However, just like looking out into the heavens, we can – we must – identify fixed markers by which to navigate. If we don’t we will become lost, rudderless, subject to the whims of the moment, the emotions that skew our perspective, and the machinations of the unscrupulous.

Each day I am going to encounter much more information than I can adequately process. So I have to make choices, I have to use filters, I have to look through particular lenses. The important thing here is that these are decisions I must make going forward rather than reactions I’m subject to when I’m not in a position to chose judiciously.

I love the way Paul approaches this daily challenge as documented in his letter to the Philippians (Chapter 4): “And now, dear brothers and sisters, one final thing.
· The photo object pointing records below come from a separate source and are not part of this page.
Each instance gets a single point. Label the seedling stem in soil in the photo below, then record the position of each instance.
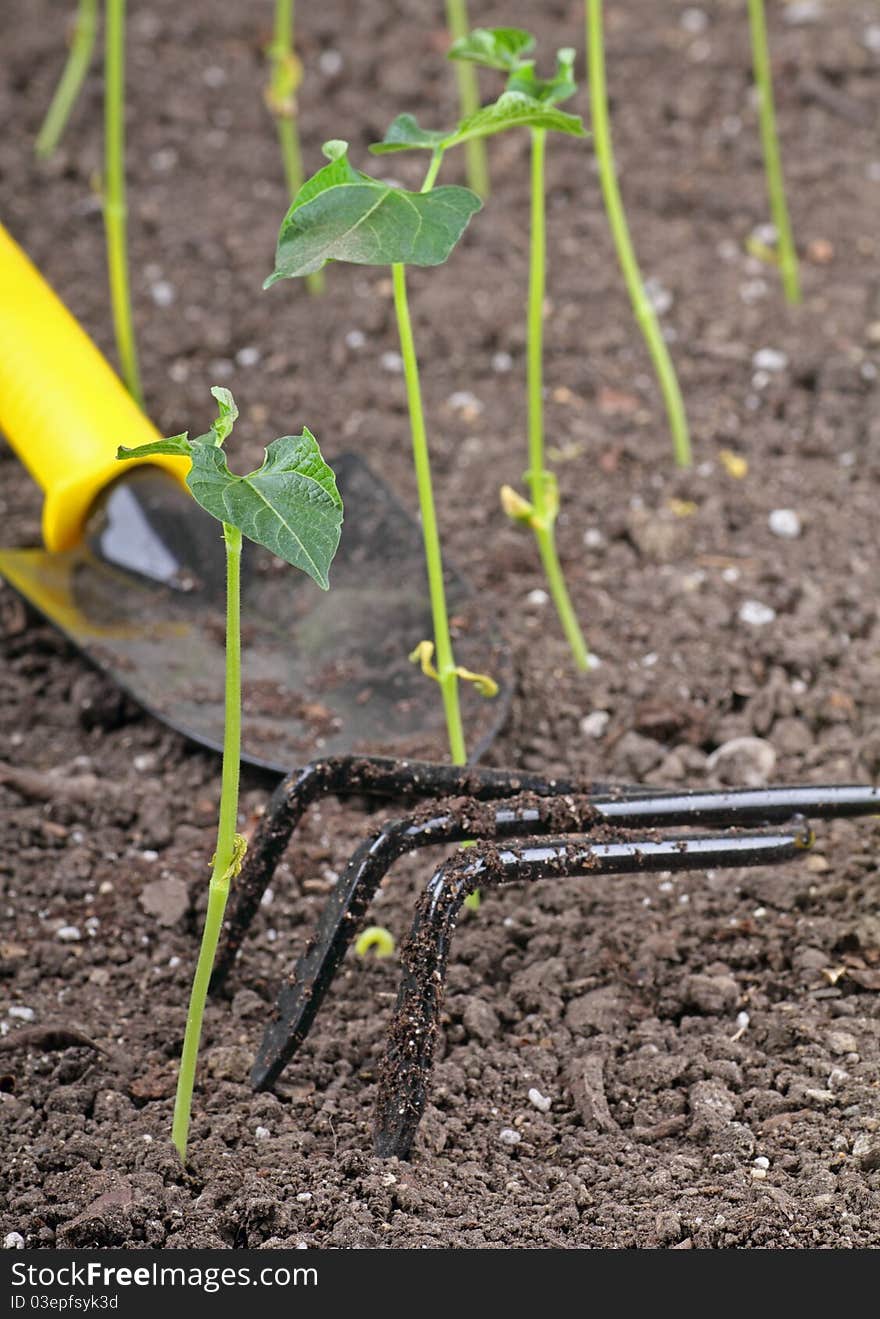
(785, 249)
(469, 96)
(115, 211)
(281, 99)
(71, 79)
(643, 309)
(290, 505)
(542, 483)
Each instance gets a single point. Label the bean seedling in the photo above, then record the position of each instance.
(343, 215)
(785, 255)
(71, 79)
(469, 99)
(289, 505)
(641, 304)
(281, 99)
(503, 49)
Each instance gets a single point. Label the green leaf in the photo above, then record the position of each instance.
(227, 414)
(405, 133)
(548, 90)
(290, 504)
(174, 445)
(494, 48)
(360, 219)
(513, 110)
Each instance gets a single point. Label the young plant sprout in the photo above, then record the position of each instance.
(527, 102)
(115, 211)
(375, 939)
(281, 99)
(785, 255)
(292, 507)
(71, 79)
(469, 99)
(641, 305)
(504, 48)
(343, 215)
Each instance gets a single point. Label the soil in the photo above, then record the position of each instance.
(709, 1043)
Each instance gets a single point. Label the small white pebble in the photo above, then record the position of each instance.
(694, 20)
(162, 293)
(595, 723)
(785, 524)
(769, 359)
(465, 401)
(330, 62)
(756, 613)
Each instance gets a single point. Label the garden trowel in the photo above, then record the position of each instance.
(133, 573)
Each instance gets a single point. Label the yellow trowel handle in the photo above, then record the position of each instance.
(62, 408)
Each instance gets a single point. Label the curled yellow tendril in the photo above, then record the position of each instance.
(424, 656)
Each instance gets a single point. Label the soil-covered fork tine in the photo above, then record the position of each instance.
(305, 988)
(362, 776)
(453, 822)
(405, 1069)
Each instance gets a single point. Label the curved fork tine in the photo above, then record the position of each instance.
(355, 776)
(304, 991)
(405, 1069)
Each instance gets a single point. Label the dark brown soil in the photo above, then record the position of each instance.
(672, 1121)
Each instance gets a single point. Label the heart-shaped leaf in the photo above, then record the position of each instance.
(515, 110)
(351, 216)
(548, 90)
(290, 504)
(494, 48)
(405, 133)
Fix your thoughts on what is true, and honorable, and right, and pure, and lovely, and admirable. Think about things that are excellent and worthy of praise.”
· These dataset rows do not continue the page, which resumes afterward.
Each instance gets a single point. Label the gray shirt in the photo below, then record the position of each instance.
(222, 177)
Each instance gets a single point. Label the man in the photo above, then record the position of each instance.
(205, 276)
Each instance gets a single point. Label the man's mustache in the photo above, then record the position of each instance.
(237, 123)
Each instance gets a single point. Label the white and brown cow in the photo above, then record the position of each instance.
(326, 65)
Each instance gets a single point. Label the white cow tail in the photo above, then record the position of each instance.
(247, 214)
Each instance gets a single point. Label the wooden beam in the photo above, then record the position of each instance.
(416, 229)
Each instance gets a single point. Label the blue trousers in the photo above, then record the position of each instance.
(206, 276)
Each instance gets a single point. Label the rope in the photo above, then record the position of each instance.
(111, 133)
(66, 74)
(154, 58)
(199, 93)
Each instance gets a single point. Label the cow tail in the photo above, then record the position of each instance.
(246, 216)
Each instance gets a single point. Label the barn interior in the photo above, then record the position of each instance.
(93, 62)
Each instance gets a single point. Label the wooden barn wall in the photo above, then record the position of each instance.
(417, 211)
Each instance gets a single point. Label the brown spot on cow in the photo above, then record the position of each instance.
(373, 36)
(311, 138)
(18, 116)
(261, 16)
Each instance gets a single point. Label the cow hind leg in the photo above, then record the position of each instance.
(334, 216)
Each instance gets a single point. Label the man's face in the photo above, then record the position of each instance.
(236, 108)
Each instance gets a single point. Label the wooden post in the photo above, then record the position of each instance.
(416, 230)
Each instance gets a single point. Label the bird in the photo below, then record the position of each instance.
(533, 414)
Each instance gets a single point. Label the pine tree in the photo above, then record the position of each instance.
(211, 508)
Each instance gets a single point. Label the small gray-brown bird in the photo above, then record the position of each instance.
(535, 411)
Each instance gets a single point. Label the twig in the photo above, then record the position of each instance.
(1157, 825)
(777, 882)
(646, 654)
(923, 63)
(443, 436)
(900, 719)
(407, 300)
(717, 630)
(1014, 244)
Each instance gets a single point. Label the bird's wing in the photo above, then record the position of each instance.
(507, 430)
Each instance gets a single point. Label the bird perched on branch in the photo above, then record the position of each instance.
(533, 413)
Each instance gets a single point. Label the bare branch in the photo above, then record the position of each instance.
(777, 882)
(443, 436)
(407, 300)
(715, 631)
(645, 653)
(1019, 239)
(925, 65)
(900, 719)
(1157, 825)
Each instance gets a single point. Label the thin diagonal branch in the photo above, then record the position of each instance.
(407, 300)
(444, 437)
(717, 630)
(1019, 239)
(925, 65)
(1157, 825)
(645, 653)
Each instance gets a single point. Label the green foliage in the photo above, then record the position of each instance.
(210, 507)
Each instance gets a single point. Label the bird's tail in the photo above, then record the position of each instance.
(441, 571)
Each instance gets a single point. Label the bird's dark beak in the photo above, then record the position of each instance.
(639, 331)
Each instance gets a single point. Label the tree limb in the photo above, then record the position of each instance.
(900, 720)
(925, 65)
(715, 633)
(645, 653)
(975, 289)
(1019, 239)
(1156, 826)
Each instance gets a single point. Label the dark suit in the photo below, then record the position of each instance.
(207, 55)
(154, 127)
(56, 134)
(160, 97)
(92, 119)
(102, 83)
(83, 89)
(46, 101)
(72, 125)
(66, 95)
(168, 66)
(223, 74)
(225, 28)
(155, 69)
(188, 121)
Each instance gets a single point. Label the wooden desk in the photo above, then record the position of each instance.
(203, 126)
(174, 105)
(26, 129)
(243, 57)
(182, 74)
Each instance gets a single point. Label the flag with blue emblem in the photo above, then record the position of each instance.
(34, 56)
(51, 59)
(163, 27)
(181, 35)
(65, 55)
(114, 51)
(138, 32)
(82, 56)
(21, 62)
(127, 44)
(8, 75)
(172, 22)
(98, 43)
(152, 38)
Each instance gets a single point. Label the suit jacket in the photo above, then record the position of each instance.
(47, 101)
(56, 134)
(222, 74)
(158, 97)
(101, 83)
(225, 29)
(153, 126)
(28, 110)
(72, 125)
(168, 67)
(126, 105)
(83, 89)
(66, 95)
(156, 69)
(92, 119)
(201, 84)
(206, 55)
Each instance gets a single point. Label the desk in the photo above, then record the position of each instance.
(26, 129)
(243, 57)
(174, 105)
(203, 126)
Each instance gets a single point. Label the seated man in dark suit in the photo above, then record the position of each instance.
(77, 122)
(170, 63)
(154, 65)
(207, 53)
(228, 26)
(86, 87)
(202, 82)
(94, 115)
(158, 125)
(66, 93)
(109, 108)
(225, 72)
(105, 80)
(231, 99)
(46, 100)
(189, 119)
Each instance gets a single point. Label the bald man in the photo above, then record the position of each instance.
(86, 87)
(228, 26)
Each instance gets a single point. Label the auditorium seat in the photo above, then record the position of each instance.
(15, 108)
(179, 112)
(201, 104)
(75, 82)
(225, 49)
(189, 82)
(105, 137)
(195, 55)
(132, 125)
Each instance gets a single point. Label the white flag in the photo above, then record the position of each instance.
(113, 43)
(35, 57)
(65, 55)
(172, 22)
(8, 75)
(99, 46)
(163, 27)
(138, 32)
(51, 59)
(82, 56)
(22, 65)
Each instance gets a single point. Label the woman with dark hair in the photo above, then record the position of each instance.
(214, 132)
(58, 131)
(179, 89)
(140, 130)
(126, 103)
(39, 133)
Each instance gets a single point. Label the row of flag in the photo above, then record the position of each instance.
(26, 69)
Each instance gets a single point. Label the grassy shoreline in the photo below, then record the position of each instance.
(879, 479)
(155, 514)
Today – any day – I have this choice, we all do. I can allow an overwhelming torrent of negativity, hostility, disillusion, and unbelief to have its way with me; or, by the grace of God, I can pick out what I must navigate by, and that is the invitation of Jesus to actually be light in the middle of all this darkness.
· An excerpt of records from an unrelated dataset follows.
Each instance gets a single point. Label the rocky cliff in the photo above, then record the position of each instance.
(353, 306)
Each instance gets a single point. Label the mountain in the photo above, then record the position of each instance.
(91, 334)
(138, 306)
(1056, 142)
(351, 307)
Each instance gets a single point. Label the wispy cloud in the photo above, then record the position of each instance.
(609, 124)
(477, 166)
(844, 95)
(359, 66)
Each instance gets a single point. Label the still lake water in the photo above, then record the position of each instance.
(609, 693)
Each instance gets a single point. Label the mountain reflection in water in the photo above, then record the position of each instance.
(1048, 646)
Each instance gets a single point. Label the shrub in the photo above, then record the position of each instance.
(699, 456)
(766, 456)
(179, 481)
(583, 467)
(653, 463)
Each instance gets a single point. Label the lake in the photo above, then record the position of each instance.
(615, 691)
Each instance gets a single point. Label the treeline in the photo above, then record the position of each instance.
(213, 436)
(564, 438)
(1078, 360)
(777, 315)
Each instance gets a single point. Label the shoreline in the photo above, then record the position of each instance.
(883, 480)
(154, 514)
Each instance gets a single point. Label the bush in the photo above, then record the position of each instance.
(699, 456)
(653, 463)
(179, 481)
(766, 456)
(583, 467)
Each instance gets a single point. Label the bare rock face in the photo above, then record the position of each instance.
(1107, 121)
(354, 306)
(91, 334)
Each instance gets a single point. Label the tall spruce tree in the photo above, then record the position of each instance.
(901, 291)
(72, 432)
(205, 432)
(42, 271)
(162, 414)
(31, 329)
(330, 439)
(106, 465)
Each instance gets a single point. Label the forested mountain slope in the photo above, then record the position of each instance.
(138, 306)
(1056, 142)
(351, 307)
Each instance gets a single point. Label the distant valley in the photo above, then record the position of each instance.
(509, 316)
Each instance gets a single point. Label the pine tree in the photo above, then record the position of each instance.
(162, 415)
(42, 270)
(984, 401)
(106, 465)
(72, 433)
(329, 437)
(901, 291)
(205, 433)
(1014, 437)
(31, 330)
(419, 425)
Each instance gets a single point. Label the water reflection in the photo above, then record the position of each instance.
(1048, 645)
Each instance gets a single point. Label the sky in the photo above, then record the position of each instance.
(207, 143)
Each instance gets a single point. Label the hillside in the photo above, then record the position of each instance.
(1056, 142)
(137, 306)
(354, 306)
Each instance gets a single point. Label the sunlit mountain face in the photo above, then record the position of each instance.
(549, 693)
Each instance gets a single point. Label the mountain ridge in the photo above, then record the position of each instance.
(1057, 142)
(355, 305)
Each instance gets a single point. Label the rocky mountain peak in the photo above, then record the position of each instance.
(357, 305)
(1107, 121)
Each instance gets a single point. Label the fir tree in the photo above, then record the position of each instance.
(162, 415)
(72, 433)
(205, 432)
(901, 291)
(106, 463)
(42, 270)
 “Do everything without complaining and arguing, so that no one can criticize you. Live clean, innocent lives as children of God, shining like bright lights in a world full of crooked and perverse people. Hold firmly to the word of life…” – Philippians 2:12-18)

Like I said, the choice is ours. Today, tomorrow, every day going forward. We can either allow the overwhelm to carry us along like so much flotsam and jetsam – or we can stand as fixed points of light. Not just to navigate ourselves, but to help others find the way too.